Des clarifications nécessaires
L’ouvrage est dense mais se lit facilement grâce à une langue claire et un style accessible. Sa force tient dans certaines clarifications qu’il apporte. Quelques exemples pris au hasard :
– Les nazis sont arrivés au pouvoir par les urnes : Ce n’est pas tout à fait vrai. Hindenburg était certes sénile et la république de Weimar agonisante mais Hitler n’a cessé d’agiter la menace d’une guerre civile soit par ses milices si les Nazis n’accédaient pas au pouvoir soit par crainte des « rouges ». Les SA puis les SS n’ont cessé d’entretenir un niveau de violence extrêmement élevé dans les rues du pays. Cela a largement contribué à sa nomination comme chancelier.
– Les puissances européennes et slaves n’ont rien fait pour soutenir la république allemande et d’une certaine manière autant par crainte des communistes que par un antisémitisme profond : elles n’étaient pas dans un réel désaccord avec ce qui se passait en Allemagne. Elles n’ont finalement réagit que lorsque l’extension territoriale allemande est devenue gênante pour elles.
– Certains historiens ont tenté de minimiser le rôle de la Wehrmacht dans le génocide mais il est aujourd’hui prouvé que l’armée allemande a largement contribué aux exterminations.

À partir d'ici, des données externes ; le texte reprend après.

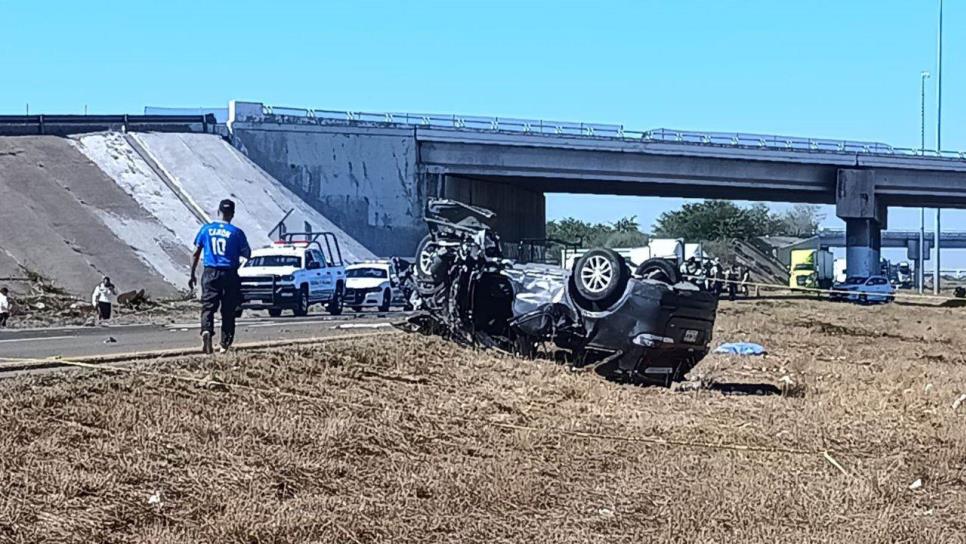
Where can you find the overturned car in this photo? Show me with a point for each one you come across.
(643, 326)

– L’organisation du monde nazi était bien pensée et très efficace. C’est un mythe, dans le sens où la bureaucratie allemande s’est considérablement gonflée, très vite et souvent en fonction d’intérêts particuliers, provoquant des couches sans fin de bureaux, d’offices, de services dont au final plus personne ne savaient à quoi ils servaient et qui le dirigeaient. Les élites nazis se sont engouffrées dans cette sur-bureaucratisation totalement bordélique. Hitler et ses caciques, dans leur délire mégalomaniaque ont lancé des milliers de projets, en fonction de leurs envies et visions du moment, sans jamais s’intéresser aux suivis et à l’organisation de la mise en œuvre de ces projets, détournant des ressources massives pour commencer des projets qui n’aboutissaient jamais. Les seuls qui ont été maintenus coûte que coûte étaient les projets d’exterminations de ceux et celles qui « corrompaient et affaiblissaient la race allemande » : juifs/juives, slaves, tsiganes, homosexuel.les, communistes, handicapé.es.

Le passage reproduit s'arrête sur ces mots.